Department head named for Public and Applied Humanities

June 9th, 2017

Dean Alain-Philippe Durand is very happy to announce Dr. Judd Ruggil as the founding head of the Department of Public and Applied Humanities (PAH) in the College of Humanities at the University of Arizona, effective July 31, 2017.

Judd Ruggill joined the UA in 2016 as part of the Computational Media Cluster initiative and as Associate Professor of Africana Studies. This summer he is joining the new department as Associate Professor of Public and Applied Humanities. He is also an affiliate faculty member of the School of Information, the School of Theatre, Film & Television, and the Graduate Interdisciplinary Program in Social, Cultural, and Critical Theory. From 2008-2016, he was a faculty member in the School of Social and Behavioral Sciences at Arizona State University and a member of the graduate faculty of the Department of English, the Hugh Downs School of Human Communication, the Walter Cronkite School of Journalism and Mass Communication, and the New College of Interdisciplinary Arts and Sciences. He holds a Ph.D. in Comparative Cultural and Literary Studies from the University of Arizona (2005), and co-directs the Learning Games Initiative, a transdisciplinary, inter-institutional research group he co-founded in 1999 to study, teach with, build, and archive computer games. 

Dr.
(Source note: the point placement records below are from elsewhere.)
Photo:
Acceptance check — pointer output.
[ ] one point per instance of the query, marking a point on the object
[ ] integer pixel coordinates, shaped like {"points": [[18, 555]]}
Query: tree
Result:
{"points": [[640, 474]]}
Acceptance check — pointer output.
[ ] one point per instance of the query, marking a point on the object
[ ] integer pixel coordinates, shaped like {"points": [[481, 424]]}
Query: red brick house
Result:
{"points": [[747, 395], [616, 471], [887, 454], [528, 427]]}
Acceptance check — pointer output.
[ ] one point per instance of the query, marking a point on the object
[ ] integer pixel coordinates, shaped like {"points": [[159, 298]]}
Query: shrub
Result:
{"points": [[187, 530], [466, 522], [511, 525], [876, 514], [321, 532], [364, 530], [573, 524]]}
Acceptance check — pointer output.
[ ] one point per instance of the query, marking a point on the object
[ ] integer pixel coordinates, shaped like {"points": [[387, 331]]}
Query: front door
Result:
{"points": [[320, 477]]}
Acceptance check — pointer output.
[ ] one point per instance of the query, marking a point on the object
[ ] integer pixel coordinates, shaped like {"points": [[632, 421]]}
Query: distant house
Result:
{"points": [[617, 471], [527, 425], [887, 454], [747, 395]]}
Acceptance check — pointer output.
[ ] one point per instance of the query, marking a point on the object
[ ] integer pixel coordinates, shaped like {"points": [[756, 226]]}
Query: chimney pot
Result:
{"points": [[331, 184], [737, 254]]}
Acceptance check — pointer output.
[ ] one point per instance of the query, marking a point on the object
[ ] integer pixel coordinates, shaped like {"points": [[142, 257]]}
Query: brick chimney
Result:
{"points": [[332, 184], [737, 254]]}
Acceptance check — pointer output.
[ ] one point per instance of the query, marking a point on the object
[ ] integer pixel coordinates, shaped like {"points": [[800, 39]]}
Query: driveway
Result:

Ruggill's research and teaching interests center on mass media history, theory, and business, with a particular emphasis on computer game technologies, play, and cultures. His essays have appeared in a variety of journals and anthologies, and his books include Inside the Video Game Industry: Game Developers Talk About the Business of Play (Routledge, 2017), Tempest: Geometries of Play (U. of Michigan, 2015), AZ 100 Indie Film: A State of Arizona Centennial Celebration (Confluencenter/AZMAC, 2012), Gaming Matters: Art, Science, Magic, and the Computer Game Medium (U. of Alabama, 2011), The Computer Culture Reader (CSP, 2009), and Fluency in Play: Computer Game Design for Less Commonly Taught Language Pedagogy (CERCLL, 2008).